We as a faith-based organization find it hard to believe any Christian values could lead one to fund the horrifying late-term abortion procedure described in the earlier paragraph. This kind of disrespect for human life is not biblical nor a part of the Christian values that Save the Storks believes in.
Fortunately, when the woman in this story arrived at the late-term abortion clinic, the mobile medical unit was outside. She walked in and was met by Paula, the mobile medical director. Inside she was given all the information she needed and was able to have the necessary conversation which helped her choose life. Although the woman had decided to choose life, she was now worried that the RCRC would not pay for her to get home if she did not go through with the abortion. Paula offered to get this scared mother home if the RCRC refused. In the end, the RCRC did pay to get the woman home despite her choice for life that day.

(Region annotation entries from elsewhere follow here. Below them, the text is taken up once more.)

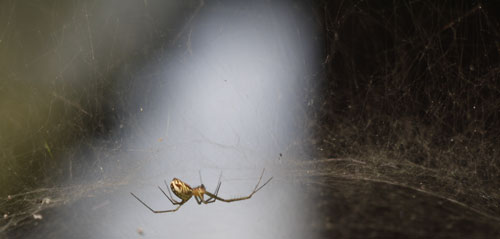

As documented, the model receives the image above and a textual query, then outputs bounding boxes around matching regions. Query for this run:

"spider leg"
[130,193,189,213]
[158,186,180,205]
[204,172,222,204]
[206,169,273,202]
[162,180,182,205]
[205,182,222,204]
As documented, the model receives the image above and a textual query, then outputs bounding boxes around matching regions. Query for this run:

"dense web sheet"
[0,0,500,238]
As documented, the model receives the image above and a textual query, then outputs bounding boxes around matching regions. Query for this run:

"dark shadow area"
[303,1,500,238]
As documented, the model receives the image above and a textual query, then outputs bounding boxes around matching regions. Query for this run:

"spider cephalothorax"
[130,170,273,213]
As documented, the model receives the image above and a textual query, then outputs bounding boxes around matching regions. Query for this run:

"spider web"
[0,0,500,238]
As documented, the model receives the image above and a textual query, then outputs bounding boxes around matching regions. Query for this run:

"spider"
[130,169,273,213]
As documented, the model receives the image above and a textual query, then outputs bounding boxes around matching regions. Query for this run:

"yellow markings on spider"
[130,169,273,213]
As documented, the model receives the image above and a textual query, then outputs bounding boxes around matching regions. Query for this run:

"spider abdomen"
[170,178,193,201]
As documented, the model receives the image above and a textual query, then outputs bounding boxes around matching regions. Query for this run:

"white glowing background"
[55,1,317,238]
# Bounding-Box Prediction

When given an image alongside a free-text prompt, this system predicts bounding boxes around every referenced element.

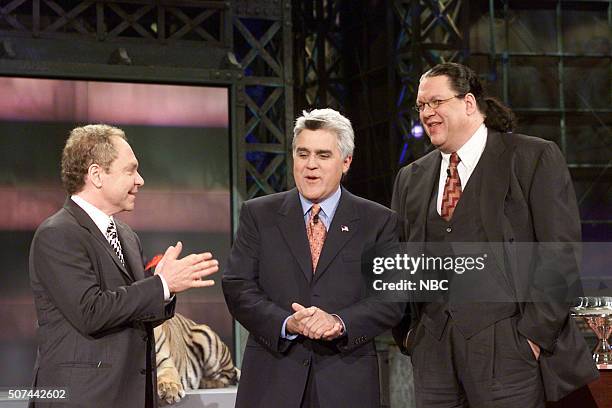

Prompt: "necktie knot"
[440,152,462,221]
[310,204,321,224]
[106,218,125,266]
[448,152,461,169]
[306,204,327,272]
[106,220,117,239]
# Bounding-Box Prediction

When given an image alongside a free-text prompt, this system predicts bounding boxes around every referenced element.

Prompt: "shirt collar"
[300,186,342,218]
[440,123,487,171]
[70,194,113,236]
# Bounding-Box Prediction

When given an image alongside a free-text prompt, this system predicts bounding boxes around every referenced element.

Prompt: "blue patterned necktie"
[106,219,125,266]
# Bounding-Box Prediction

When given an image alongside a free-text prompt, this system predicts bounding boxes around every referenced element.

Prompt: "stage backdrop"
[0,77,234,387]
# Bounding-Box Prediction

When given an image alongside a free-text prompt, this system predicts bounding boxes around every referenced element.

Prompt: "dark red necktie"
[440,152,461,221]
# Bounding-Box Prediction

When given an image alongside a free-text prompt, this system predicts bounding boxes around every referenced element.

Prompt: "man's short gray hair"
[291,108,355,160]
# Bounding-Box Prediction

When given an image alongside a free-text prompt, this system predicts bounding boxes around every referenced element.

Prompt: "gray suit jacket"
[391,130,598,401]
[223,189,404,408]
[30,199,176,408]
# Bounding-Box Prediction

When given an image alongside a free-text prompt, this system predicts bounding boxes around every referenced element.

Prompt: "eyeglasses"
[414,94,465,112]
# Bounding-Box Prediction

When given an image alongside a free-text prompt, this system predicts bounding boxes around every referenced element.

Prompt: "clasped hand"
[286,303,344,340]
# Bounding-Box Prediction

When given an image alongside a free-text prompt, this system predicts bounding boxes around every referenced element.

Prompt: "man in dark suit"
[30,125,218,408]
[223,109,403,408]
[392,63,598,408]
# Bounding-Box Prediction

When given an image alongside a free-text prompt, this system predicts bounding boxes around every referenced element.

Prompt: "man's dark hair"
[421,62,516,132]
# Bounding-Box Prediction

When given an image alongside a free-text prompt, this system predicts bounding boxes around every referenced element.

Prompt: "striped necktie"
[440,152,461,221]
[106,219,125,266]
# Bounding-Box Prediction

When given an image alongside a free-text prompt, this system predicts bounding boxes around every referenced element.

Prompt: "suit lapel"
[404,150,442,242]
[314,188,359,282]
[479,131,512,271]
[64,197,134,282]
[278,188,312,282]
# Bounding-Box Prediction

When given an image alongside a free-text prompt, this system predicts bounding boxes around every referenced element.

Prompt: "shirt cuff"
[332,313,346,336]
[157,274,170,302]
[281,316,298,340]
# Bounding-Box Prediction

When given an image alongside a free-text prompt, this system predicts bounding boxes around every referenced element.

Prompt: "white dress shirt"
[436,123,487,214]
[70,194,170,301]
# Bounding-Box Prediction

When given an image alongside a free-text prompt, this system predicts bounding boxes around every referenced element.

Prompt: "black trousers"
[412,310,544,408]
[300,364,319,408]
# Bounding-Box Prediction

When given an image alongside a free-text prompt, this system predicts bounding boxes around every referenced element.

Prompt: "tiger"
[154,313,240,404]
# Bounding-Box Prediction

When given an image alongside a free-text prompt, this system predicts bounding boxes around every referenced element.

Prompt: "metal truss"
[233,0,293,199]
[393,0,468,164]
[293,0,345,110]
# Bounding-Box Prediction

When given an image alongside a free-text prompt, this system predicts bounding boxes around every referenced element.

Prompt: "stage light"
[410,122,423,139]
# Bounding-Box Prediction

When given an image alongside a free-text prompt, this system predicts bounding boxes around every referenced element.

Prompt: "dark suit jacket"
[391,130,598,401]
[223,189,404,408]
[30,199,176,408]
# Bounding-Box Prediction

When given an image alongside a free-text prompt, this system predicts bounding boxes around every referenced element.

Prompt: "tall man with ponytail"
[392,63,598,408]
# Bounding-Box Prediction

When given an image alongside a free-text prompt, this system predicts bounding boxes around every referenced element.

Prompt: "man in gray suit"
[392,63,598,408]
[30,125,218,408]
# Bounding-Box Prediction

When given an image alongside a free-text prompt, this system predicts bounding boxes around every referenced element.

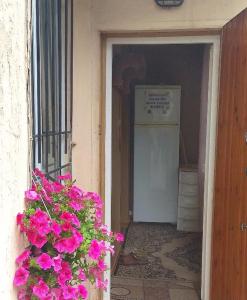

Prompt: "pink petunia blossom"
[54,232,83,253]
[63,285,77,299]
[52,181,64,193]
[14,267,29,286]
[53,255,62,272]
[15,250,31,265]
[27,230,47,248]
[60,211,81,227]
[88,240,102,259]
[57,173,72,180]
[115,232,124,242]
[17,289,27,300]
[51,221,62,237]
[16,213,26,232]
[53,203,61,214]
[69,200,84,211]
[51,288,61,300]
[25,190,40,201]
[61,222,73,232]
[30,208,51,236]
[37,253,53,270]
[33,279,49,299]
[67,185,84,200]
[33,168,45,178]
[97,259,107,272]
[77,284,88,299]
[95,278,108,291]
[78,269,87,281]
[57,261,72,287]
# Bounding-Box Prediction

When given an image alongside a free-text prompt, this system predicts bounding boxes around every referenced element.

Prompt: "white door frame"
[104,35,220,300]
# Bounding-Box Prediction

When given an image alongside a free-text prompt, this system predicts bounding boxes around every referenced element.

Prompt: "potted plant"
[14,169,123,300]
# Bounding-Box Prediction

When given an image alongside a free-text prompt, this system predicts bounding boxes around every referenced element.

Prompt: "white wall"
[0,0,28,300]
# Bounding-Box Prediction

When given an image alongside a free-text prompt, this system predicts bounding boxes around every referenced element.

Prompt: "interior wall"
[137,45,204,164]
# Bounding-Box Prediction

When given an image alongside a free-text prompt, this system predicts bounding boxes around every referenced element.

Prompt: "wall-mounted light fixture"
[155,0,184,8]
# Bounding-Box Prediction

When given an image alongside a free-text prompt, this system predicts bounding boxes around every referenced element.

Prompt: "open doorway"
[104,35,220,300]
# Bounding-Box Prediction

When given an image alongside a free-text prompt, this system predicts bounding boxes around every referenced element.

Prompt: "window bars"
[32,0,73,178]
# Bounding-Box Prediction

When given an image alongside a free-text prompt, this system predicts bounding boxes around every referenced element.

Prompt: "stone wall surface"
[0,0,29,300]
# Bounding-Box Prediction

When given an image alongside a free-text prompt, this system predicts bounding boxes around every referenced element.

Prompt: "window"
[32,0,73,178]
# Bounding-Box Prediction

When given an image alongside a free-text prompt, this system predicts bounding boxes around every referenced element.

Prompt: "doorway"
[105,36,219,299]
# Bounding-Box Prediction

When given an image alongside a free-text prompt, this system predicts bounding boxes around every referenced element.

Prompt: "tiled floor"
[111,277,199,300]
[111,223,201,300]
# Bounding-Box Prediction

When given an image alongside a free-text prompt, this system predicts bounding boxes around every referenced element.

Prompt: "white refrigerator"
[133,85,181,223]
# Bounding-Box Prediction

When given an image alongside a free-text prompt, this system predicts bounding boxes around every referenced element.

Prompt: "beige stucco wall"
[73,0,247,300]
[0,0,28,300]
[73,0,247,189]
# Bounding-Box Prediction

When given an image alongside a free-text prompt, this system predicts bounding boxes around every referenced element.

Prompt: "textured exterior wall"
[73,0,247,300]
[73,0,247,189]
[0,0,28,300]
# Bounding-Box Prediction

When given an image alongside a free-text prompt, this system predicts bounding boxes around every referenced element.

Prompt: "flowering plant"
[14,169,123,300]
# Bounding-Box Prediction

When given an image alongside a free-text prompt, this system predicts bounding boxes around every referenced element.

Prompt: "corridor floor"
[111,223,202,300]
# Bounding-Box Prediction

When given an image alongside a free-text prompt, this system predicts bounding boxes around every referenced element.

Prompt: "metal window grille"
[32,0,73,178]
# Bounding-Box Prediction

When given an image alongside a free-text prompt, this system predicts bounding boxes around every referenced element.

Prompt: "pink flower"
[14,267,29,286]
[51,221,62,237]
[37,253,53,270]
[53,255,62,272]
[100,225,112,236]
[104,242,115,255]
[51,288,61,300]
[95,278,108,291]
[115,232,124,242]
[97,259,107,272]
[16,213,24,225]
[88,240,102,259]
[25,190,40,201]
[60,211,81,227]
[69,200,83,211]
[30,208,51,236]
[54,231,83,253]
[33,279,49,299]
[27,230,47,248]
[53,203,61,214]
[57,261,72,287]
[78,269,87,281]
[78,284,88,299]
[61,222,73,231]
[17,289,27,300]
[63,285,77,299]
[67,185,83,200]
[57,173,72,180]
[33,168,45,178]
[15,250,31,265]
[16,213,26,232]
[52,181,64,193]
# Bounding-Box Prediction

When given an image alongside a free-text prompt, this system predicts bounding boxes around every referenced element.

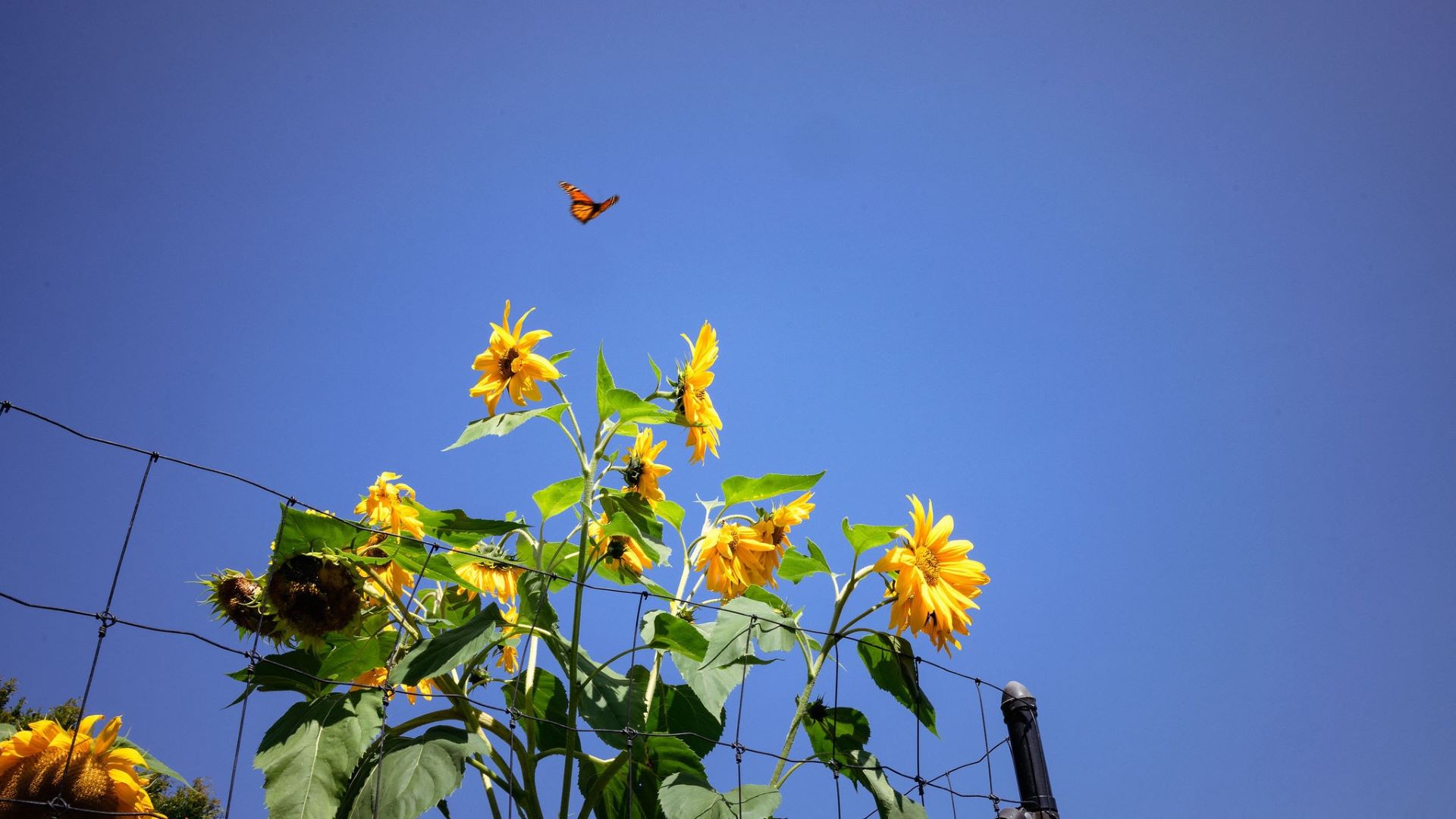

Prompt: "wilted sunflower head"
[0,714,153,819]
[201,568,282,642]
[268,554,362,640]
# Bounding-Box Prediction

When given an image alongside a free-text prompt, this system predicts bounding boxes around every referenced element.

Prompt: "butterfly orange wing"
[559,182,617,224]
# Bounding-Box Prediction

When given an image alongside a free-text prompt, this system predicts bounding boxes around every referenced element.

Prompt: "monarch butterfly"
[560,182,617,224]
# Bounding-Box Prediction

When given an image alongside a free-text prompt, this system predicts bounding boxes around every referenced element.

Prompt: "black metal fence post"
[1000,680,1060,819]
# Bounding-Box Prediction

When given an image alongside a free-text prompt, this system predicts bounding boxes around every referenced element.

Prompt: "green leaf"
[859,631,935,733]
[532,475,585,520]
[389,604,505,685]
[804,702,869,765]
[642,612,708,661]
[441,403,566,452]
[114,736,192,786]
[779,541,833,585]
[253,691,384,819]
[500,666,581,752]
[350,726,470,819]
[657,500,687,532]
[597,347,617,421]
[597,389,687,424]
[658,774,782,819]
[845,751,927,819]
[576,736,704,819]
[272,504,374,566]
[318,631,399,682]
[228,648,334,705]
[722,472,824,506]
[839,517,900,555]
[405,500,529,548]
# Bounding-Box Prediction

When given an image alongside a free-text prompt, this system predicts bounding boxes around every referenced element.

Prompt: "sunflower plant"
[206,302,987,819]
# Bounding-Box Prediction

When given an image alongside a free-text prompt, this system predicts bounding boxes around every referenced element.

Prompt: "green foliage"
[441,403,566,452]
[658,774,782,819]
[390,604,505,685]
[722,472,824,506]
[253,691,384,819]
[840,517,900,555]
[348,726,474,819]
[859,631,935,733]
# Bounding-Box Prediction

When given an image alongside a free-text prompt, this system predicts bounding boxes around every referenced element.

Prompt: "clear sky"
[0,2,1456,817]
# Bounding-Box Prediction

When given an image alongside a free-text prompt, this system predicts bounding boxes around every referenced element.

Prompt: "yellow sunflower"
[495,645,517,673]
[456,560,526,606]
[354,472,425,539]
[875,495,990,654]
[470,300,560,416]
[753,493,814,555]
[350,669,435,705]
[0,714,160,819]
[676,322,723,463]
[622,427,673,509]
[698,523,782,601]
[587,510,663,576]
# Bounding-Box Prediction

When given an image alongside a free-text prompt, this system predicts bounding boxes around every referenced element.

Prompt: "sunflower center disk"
[915,547,940,586]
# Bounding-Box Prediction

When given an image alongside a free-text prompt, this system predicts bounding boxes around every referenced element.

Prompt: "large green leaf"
[597,347,617,421]
[845,751,927,819]
[228,648,334,705]
[779,541,830,585]
[405,500,527,549]
[318,631,399,682]
[840,517,900,555]
[804,701,869,765]
[722,472,824,506]
[348,726,470,819]
[598,389,687,424]
[642,612,708,661]
[576,736,704,819]
[658,774,782,819]
[441,403,566,452]
[389,604,505,685]
[532,475,585,520]
[272,504,374,564]
[859,631,935,733]
[253,691,384,819]
[500,666,581,752]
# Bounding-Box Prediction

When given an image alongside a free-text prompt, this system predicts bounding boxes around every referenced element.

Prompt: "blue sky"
[0,3,1456,817]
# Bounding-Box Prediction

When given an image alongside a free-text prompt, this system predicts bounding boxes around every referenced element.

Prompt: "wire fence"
[0,400,1021,819]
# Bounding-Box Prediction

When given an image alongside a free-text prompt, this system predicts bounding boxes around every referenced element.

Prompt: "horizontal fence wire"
[0,400,1035,819]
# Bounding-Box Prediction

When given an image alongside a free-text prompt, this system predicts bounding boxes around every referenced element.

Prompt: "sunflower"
[354,472,425,541]
[470,300,560,416]
[0,714,160,819]
[673,322,723,463]
[587,510,663,576]
[495,645,517,673]
[456,560,526,605]
[350,669,435,705]
[875,495,990,654]
[622,428,673,507]
[753,493,814,555]
[698,523,782,601]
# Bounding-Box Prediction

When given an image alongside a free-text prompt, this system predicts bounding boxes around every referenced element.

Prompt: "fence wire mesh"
[0,400,1021,819]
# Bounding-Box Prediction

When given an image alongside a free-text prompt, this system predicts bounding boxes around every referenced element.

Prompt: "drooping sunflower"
[875,495,990,654]
[456,560,526,606]
[673,322,723,463]
[587,510,661,576]
[354,472,425,539]
[470,300,560,416]
[0,714,153,819]
[698,523,782,601]
[622,427,673,507]
[350,667,435,705]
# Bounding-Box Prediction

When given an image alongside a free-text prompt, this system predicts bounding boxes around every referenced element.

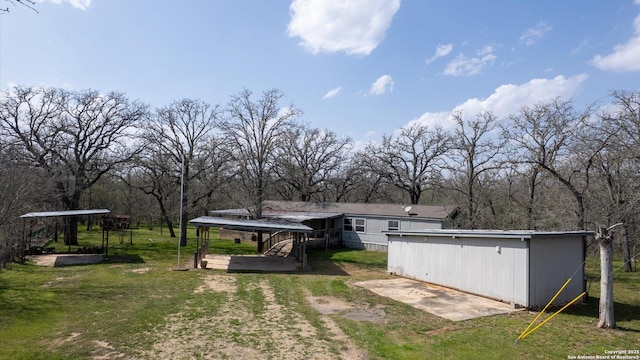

RCRC: An Interfaith Coalition Supporting Abortion
In a prayer available on the RCRC website, Rev. Elizabeth Kaeton writes “Give us the courage to discern what is right and what is good, knowing that the two may not always be the same.” At Save the Storks we believe that what is right is also good. That standing up for those who don’t have a voice is both right and good. That showing women the truth about late-term abortion is right and empowering them with all of the support they need so they can have a real choice is good.
Although the woman who stepped onto our Stork Bus and spoke with Paula was able to freely choose life, this may not be the case for other women who are funded by organizations like RCRC. If this woman had not been met with the unconditional support that she felt the moment she stepped foot onto our mobile medical unit, her story might have ended differently. Pregnancy centers with mobile ministry are a valuable seed planted before the Lord.
The Promise of Hope
At Save the Storks, our mission is to create hope in every story, including the stories of women who are considering late-term abortion. We want to be there to empower these women and educate them about what late-term abortion is and the risks involved. We also want to support women by showing them every option before pursuing a late-term abortion. Our Stork Buses provide a safe space where women are allowed to change their minds.